Brigham Young University student engineers will return next week to the California Speedway for an international Formula Racing competition with a trimmed-down vehicle that can handle more G-force than performance kings Audi and Porsche.

The team of 12 BYU students has sunk 300 hours of design, production, assembly and testing each week for a year into the bright blue speedster, aiming to beat last year’s rookie score against the 80 universities they will face June 13-16.

“This formula style racer is student-designed, -built and -driven,” said Andrew Enke, a student in mechanical engineering and project manager for the team. “We have been given parameters within the competition, but we have optimized every aspect of it.”

The Formula SAE West competition, coupled with its sister race in Detroit, has become the “World Cup” of undergraduate automotive mechanical engineering, with collegiate motorsports gearing up to be a more competitive field each year. The competition scores teams in eight engineering design categories, including track performance, cost, fuel economy and a business plan presentation that simulates a real-world design and development engineering job.

“The purpose of this competition is to get better prepared engineers when they hit industry,” Enke said. “We aren’t building a car just for speed, but we are looking most importantly at improvements in engineering design. Our car handles G-force better than some high-end sports cars and only costs about $13,000 in production.”

Formula racing is more popular outside the NASCAR-crazed United States, which might explain why a growing numbers of SAE competitive teams are coming from across the globe. At the speedway in Fontana, Calif., BYU will be pitted against mechanical engineers from Brazil, China, South Korea, Mexico and the United Kingdom to see who has designed and built the better racing package.

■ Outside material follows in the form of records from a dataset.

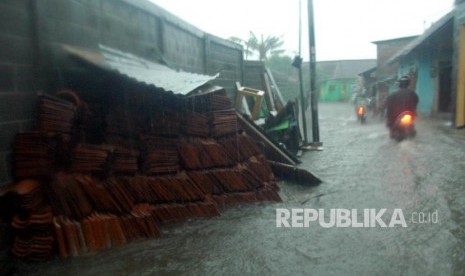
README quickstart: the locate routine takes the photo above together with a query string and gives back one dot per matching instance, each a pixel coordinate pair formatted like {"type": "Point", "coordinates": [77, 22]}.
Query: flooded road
{"type": "Point", "coordinates": [361, 169]}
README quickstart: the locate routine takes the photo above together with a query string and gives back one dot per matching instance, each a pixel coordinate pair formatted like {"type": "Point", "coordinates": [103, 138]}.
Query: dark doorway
{"type": "Point", "coordinates": [445, 87]}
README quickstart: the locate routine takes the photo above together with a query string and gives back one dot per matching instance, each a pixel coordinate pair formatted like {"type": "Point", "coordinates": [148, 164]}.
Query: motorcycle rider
{"type": "Point", "coordinates": [404, 99]}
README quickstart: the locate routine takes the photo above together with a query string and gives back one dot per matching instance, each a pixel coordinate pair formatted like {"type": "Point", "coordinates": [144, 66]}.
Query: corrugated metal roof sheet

“This racecar is a senior capstone project that really motivates engineers across disciplines,” said Robert Todd, a BYU professor of mechanical engineering and faculty advisor to the team. “Something that moves always gets engineers excited and this project allows them to see how they are measuring up against their peers—it’s the ultimate teaching tool.”

The project brings together a multidisciplinary team of ten mechanical engineers and two manufacturing students who have worked for two semesters to obtain the right balance of muscle and design.

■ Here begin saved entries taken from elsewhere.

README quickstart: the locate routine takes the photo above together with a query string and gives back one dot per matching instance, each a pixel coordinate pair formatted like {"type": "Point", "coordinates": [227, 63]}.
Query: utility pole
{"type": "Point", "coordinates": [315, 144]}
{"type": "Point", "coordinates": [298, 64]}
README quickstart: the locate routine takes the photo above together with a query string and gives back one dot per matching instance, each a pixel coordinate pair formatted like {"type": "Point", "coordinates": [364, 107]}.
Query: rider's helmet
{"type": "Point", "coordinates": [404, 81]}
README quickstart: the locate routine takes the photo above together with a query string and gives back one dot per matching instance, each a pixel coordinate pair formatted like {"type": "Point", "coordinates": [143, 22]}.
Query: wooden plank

“The team has done outstanding work, and they have reduced the weight of the vehicle substantially from last year, which has a tremendous effect on the agility of the car,” Todd said.

The BYU team has shaved 100 pounds from last year’s car in an effort to boost performance, as well as upgrading to an ethanol fuel and composite drive shafts using spring steel flex plates, allowing the car to run cleaner and hug corners better along the S-curve track.

“To innovate, we engineered the drivetrain ourselves,” Enke said. “It works like a shoulder joint, flexing and bending the axle to keep the wheels closer to those tight curves while zipping around the course.”

The team has also improved their high-tech data sensors, allowing them to track and test everything going on in their vehicle, from tire temperature and GPS to G-force. Their time spent testing hasn’t come cheap, with tires $110 apiece only good for 90 minutes of fast fun, but the team feels like they have stepped up their technical work to optimize and energize the car and their business plan.

“A lot of the innovations that have come into mainstream cars originated from formula racing,” Enke said. “Anti-lock brakes or paddle-shifters on the steering wheel, like the ones we have, are now becoming standard technology in super cars because of the innovation that came from racing. The engineering we are developing will be in tomorrow’s cars.”

The BYU formula racing team will unveil their competition racing vehicle and its optimized performance and handling Friday, June 8 from 11 a.m. to 12 p.m., in the parking lot north of the Monte L. Bean Life Science Museum.